Ceremonia otwarcia części ostatniej spoczywa na klarnetowych
akcesoriach. Głębokie, na poły dźwięczne oddechy szyją improwizację delikatnym
ściegiem. Towarzyszące im dźwięki przypominają inside percussion, cokolwiek to znaczy w skołatanej głowie
recenzenta. Małe preparacje, matowe półdrony i szklisty rezonans, to elementy,
które wyznaczają ramy tej części podróży. Melancholijna mantra znów przenosi
nas w zgliszcza historii gatunku i czyni użytek ze skojarzeń ze starą, duetową formułą
AMM. Najdłuższa, prawie 17-minutowa opowieść z czasem lekko się nadyma,
subtelnie dynamizuje, ale niespodziewane wpada w bezruch. Klarnet ciężko oddycha,
metal drży. Muzycy znów dobrze czują się w konceptualnym bezdźwięku. Po szybkiej wymianie myśli saksofon zaczyna pulsować, a
metal rubbish things kłębić się całą
szerokością piwnicznej podłogi.
Michał Joniec & Michał Giżycki S#O (TORF Records, DL 2022). Michał Joniec – wszechświat metalowych
śmieci (tubular bells, sheet metal
sheets, chewed drum plates, fan covers, pot lids etc.) oraz Michał Giżycki
– saksofon tenorowy i klarnet basowy. Nagrane w Poznaniu, w niesamowicie brzmiącej piwnicy, 3
stycznia 2022 roku. Cztery improwizacje, ponad 53 minuty.

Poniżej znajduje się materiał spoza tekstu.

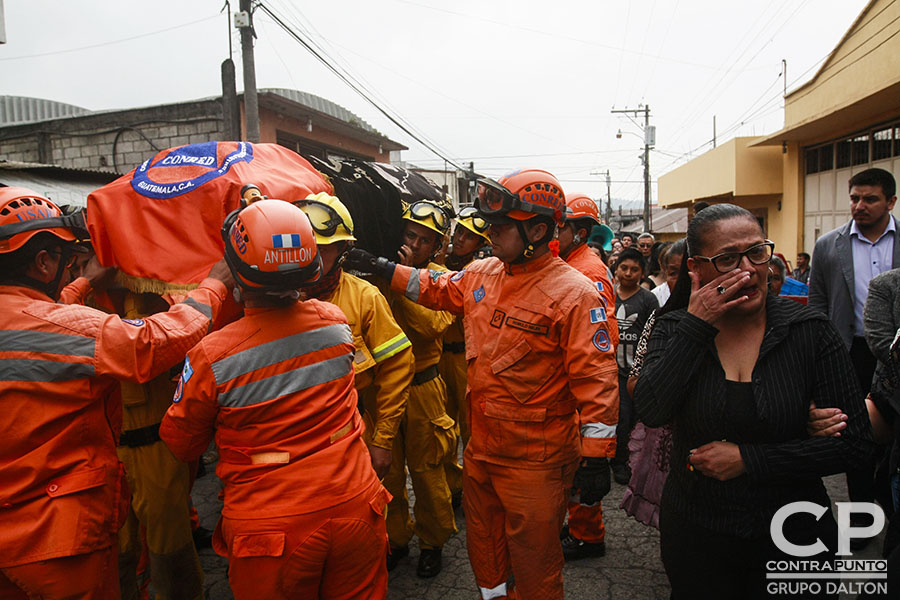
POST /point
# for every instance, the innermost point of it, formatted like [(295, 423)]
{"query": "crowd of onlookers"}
[(746, 399)]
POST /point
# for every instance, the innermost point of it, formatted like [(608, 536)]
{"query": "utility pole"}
[(608, 198), (649, 141), (244, 21), (714, 131)]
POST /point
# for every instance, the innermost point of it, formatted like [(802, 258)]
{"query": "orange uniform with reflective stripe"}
[(277, 387), (583, 260), (301, 496), (542, 374), (540, 363), (61, 486), (586, 522)]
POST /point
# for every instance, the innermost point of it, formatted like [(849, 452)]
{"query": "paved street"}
[(630, 570)]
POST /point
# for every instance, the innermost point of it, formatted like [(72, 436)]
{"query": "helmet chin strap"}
[(529, 247)]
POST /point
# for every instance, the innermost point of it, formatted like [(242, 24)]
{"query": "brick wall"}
[(114, 141)]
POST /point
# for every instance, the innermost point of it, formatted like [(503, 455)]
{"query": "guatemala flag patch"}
[(286, 240), (598, 315)]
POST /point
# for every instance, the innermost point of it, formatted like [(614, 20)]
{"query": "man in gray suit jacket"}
[(844, 261)]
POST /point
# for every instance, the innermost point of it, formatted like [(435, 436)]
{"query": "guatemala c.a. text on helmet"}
[(270, 247)]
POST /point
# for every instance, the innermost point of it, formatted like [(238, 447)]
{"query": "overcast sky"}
[(503, 83)]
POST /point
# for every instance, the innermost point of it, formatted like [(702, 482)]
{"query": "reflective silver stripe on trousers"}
[(276, 351), (20, 340), (412, 286), (26, 369), (599, 430), (291, 382), (205, 309), (497, 592)]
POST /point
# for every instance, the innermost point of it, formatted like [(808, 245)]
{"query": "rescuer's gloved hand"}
[(592, 479), (366, 262)]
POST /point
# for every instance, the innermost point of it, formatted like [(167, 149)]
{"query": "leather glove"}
[(592, 479), (366, 262)]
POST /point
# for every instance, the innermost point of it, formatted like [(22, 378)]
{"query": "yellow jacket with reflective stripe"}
[(424, 326), (384, 357)]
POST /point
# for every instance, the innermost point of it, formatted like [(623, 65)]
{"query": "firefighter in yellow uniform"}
[(427, 435), (160, 484), (383, 362), (469, 236)]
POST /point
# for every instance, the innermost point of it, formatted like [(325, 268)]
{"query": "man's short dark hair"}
[(874, 177)]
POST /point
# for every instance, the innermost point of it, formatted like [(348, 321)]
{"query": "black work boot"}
[(621, 472), (395, 555), (574, 548), (429, 563)]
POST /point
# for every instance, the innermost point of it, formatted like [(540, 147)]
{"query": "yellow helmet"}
[(428, 214), (471, 220), (330, 219)]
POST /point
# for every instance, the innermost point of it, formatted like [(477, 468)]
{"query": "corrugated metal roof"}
[(664, 220), (15, 110), (322, 105), (63, 186)]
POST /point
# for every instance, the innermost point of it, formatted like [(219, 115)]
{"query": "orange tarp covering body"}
[(162, 220)]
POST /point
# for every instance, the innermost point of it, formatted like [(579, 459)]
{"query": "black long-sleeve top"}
[(801, 360)]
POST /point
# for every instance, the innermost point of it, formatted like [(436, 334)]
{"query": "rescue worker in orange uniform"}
[(63, 494), (304, 510), (585, 534), (383, 362), (160, 484), (469, 236), (427, 434), (543, 398)]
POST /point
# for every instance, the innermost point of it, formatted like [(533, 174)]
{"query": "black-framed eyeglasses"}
[(726, 261)]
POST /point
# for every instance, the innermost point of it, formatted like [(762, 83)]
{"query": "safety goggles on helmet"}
[(323, 218), (74, 223), (473, 219), (424, 211), (495, 199)]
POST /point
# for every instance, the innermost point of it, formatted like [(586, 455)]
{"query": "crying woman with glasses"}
[(735, 370)]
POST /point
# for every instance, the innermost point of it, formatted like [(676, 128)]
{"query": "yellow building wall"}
[(865, 61), (710, 174)]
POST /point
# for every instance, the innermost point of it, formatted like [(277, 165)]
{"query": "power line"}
[(355, 86), (109, 43)]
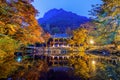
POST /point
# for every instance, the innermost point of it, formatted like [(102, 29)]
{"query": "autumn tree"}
[(17, 26), (107, 21)]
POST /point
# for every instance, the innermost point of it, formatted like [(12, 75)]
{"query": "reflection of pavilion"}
[(59, 40)]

*) Michał Giżycki zagra w najbliższą sobotę 12 marca w poznańskim
Dragonie, w ramach 24.edycji Spontaneous
Live Series. Pierwotnie jego partnerem miał być Matthias Muller, ale zapadł
na zdrowiu, zatem być może partnerem będzie Michał Joniec, a na pewno ów występ
poprzedzi solowy performance Anny
Jędrzejewskiej (piano i elektronika).